A produtora cultural Lis Brasil é vítima de uma dessas violências. “Os médicos querem apressar tudo, para que o procedimento seja conveniente e os leitos, desocupados. São exames doloridos, nos dão o hormônio ocitocina sem a nossa permissão, e dizem que é para dilatar mais rápido. Já a episiotomia, que é um corte na vagina, é um procedimento invasivo e desnecessário, é uma mutilação ao corpo da mulher”, comenta Lis, acrescentando que essas práticas não são recomendadas pela OMS. “Somos tratadas como um pedaço de carne, ninguém quer saber o seu nome”, reclama Lis.
Métodos devem ser revistos
A classe médica reconhece que há procedimentos desnecessários na assistência ao parto. Segundo o primeiro secretário da Associação de Ginecologistas e Obstetras de Minas Gerais, Frederico Peret, métodos antes considerados de rotina estão sendo revistos. “Há momentos em que essas intervenções são necessárias. O corte na vagina, por exemplo, só deve ser usado em situações que facilite a saída do bebê. Isso corresponde a 20% dos casos”, diz, acrescentando que a ocitocina só deve ser usada quando o trabalho de parto estiver prolongado. “Precisamos rever alguns métodos, mas um dos maiores problemas é a falta de informação da paciente, que deve ser dada pelo seu médico.”
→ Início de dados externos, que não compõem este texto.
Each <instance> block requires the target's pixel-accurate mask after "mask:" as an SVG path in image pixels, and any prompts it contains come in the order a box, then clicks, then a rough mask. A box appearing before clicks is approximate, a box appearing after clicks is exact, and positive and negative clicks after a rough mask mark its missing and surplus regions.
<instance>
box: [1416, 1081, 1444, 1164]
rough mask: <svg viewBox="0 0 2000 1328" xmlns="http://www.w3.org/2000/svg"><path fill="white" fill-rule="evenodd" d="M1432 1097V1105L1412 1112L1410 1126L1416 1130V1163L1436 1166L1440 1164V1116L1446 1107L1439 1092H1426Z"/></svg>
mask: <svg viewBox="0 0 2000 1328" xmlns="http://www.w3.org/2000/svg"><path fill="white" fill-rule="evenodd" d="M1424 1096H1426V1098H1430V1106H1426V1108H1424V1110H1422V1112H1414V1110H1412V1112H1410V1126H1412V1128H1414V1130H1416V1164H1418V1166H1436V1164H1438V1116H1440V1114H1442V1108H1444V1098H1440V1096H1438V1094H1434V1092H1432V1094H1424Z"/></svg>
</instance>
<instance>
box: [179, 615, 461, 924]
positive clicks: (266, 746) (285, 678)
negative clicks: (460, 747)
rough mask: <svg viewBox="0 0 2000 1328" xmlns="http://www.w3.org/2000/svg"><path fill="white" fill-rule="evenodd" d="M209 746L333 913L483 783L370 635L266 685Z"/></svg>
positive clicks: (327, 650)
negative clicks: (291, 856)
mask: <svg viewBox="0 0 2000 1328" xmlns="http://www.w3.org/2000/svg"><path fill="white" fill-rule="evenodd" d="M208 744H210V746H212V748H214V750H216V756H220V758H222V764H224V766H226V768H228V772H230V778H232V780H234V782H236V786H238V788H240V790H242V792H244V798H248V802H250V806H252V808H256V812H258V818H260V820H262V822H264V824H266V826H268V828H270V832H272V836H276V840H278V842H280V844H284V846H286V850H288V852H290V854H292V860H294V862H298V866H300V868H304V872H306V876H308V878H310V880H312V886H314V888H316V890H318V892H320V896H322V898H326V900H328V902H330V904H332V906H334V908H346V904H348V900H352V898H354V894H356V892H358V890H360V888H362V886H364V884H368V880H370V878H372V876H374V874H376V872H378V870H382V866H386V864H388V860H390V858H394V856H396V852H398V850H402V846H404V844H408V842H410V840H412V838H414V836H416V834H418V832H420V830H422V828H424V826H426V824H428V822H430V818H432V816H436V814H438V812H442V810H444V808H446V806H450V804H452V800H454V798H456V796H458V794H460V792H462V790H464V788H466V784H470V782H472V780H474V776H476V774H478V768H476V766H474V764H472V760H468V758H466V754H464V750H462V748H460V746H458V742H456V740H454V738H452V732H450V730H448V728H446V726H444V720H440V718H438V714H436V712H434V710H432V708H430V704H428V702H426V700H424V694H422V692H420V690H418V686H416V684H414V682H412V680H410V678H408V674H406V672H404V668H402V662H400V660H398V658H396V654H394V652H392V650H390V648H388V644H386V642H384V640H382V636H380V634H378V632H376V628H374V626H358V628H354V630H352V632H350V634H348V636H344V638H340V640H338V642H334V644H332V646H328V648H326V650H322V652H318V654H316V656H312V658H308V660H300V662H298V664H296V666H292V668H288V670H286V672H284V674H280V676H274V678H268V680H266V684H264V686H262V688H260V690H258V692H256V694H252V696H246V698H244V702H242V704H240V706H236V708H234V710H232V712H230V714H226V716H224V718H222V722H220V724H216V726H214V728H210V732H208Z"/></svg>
Conforme o presidente do Conselho Regional de Medicina de Minas Gerais, João Batista Gomes Soares, a obstetrícia é a área mais denunciada no órgão. Ele é enfático ao afirmar que nenhum profissional pode conduzir um procedimento que a paciente não queira. “Mas o corte na vagina é consagrado mundialmente, facilita a descida do bebê”, defende, contando que, muitas vezes, as pacientes sem a presença do marido, menores de idade ou com distúrbios mentais são as que mais gritam no parto. “Elas têm que colaborar”, frisa.
Sobre a pouca humanização nas maternidades brasileiras, João Batista justifica dizendo que as unidades estão sobrecarregadas e, com isso, a paciência dos profissionais diminui. “Não é justificativa para os abusos, mas é a realidade. Hoje o paciente é impaciente. Para ter uma ideia, 80% dos partos são cesarianas porque as mulheres querem e, aí, o médico acha bom pela conveniência”, afirma.